It is time to clean.
Time to purge. Reorganize.
Time to take stock of what I have. Decide what to keep, and what I can part with.
Because I'm being over-run by quilts and fabric.
You see, I've been designing fabric for 9 years, publishing patterns and books for 14 years, quilting for 20 years, and sewing for as long as I can remember. I've accumulated a lot of stuff.
I spent the last two days out in my yard, pulling and digging out all those weeds that are taking over my flower beds. It's a nasty job. The thistles are the worst. Prickly little things that never seem to go away and will grow anywhere. And then there's the clover that seem to be choking out the grass in the yard, and the dandelions that are growing between the rocks on the patios.

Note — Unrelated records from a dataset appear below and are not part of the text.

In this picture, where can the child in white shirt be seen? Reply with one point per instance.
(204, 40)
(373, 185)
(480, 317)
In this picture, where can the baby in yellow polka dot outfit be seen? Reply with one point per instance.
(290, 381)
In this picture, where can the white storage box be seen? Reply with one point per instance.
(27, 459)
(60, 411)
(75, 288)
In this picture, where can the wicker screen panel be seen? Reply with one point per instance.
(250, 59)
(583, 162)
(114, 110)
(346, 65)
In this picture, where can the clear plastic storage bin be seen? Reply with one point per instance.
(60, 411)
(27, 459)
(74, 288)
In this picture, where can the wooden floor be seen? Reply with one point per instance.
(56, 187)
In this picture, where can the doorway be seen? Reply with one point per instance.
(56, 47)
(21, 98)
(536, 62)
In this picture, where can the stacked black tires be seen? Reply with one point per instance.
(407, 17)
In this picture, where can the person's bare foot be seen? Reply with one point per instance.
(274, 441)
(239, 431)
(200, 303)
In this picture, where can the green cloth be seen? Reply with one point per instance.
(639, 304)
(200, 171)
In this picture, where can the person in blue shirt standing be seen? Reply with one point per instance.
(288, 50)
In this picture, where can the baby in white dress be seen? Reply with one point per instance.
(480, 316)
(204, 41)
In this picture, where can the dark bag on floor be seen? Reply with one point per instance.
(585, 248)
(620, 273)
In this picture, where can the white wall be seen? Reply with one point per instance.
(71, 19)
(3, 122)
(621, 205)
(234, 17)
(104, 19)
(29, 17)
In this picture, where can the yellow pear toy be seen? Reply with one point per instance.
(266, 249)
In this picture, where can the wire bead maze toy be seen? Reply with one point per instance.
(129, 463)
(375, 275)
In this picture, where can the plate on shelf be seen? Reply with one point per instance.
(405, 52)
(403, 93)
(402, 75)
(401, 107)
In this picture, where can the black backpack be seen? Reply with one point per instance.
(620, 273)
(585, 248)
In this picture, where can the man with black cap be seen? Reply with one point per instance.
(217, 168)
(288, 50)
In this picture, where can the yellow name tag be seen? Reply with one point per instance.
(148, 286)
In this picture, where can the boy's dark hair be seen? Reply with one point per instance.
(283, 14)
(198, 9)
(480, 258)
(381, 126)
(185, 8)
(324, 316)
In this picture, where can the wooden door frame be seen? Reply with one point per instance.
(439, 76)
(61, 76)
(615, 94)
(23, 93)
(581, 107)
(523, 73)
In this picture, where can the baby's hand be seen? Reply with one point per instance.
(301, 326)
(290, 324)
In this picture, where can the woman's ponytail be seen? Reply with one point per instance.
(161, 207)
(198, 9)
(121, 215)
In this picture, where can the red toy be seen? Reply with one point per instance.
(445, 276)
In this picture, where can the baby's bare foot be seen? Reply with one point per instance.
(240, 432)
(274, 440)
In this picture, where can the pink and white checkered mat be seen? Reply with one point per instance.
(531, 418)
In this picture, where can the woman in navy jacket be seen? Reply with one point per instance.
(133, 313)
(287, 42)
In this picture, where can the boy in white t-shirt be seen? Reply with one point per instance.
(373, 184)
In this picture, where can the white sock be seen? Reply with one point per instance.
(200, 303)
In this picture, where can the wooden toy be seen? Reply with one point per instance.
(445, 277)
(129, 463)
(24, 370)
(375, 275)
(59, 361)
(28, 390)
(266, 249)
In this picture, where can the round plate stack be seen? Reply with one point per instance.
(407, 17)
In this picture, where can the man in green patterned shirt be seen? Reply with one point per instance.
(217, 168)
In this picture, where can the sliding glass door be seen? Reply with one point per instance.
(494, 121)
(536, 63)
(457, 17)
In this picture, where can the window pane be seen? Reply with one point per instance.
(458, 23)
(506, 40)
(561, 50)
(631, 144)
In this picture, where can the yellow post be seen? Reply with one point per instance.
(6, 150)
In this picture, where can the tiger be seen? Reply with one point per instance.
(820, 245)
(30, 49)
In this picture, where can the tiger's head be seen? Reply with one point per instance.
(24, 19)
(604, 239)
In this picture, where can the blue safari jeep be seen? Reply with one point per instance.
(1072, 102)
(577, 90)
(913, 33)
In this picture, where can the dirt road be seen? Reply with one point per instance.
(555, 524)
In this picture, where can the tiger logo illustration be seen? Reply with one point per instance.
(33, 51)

So, now as I sit inside, trying to straighten out my back and get the dirt out from under my nails, I realize that I really need to do some weeding inside my house too. To get rid of unnecessary things that are taking over my house.
There's the stacks of fabric from the fabric lines that I've designed in one cabinet in the dining room (yes, my dining room is slowly morphing into another area of the house taken over by Whimsicals.....)
I mean, really, I can't possibly use all of this fabric!!
And then there's the fabric from the last two lines that I haven't even gotten off the rolls yet.....
And I don't even want to talk about the stacks of quilts everywhere.....
I even have some stacked above my desk because, well, there was empty space up there!
And the worst part is that I don't even know where everything is. So if you were to ask me about a specific quilt, it would take me all day just to locate it, unless it's one that is hanging on one of my walls or on a bed.
It's getting really bad.
Because with each new fabric line and each new book, I just keep adding to the stacks. And now that I'm ready to work on the new, I am so distracted by what I already have.
So, it's time. Time to sort. Time to purge. Time to make some room for the new.
And just like the yard work, I won't enjoy it. But as I sit here looking at it all, feeling very overwhelmed, I am reminded of a verse....
1"I am the true vine, and my Father is the gardener. 2He cuts off every branch in me that bears no fruit, while every branch that does bear fruit he prunes so that it will be even more fruitful." (John 15:1-2 NIV)
It will be hard. It will take time. But it needs to be done. And the results will be so worth it.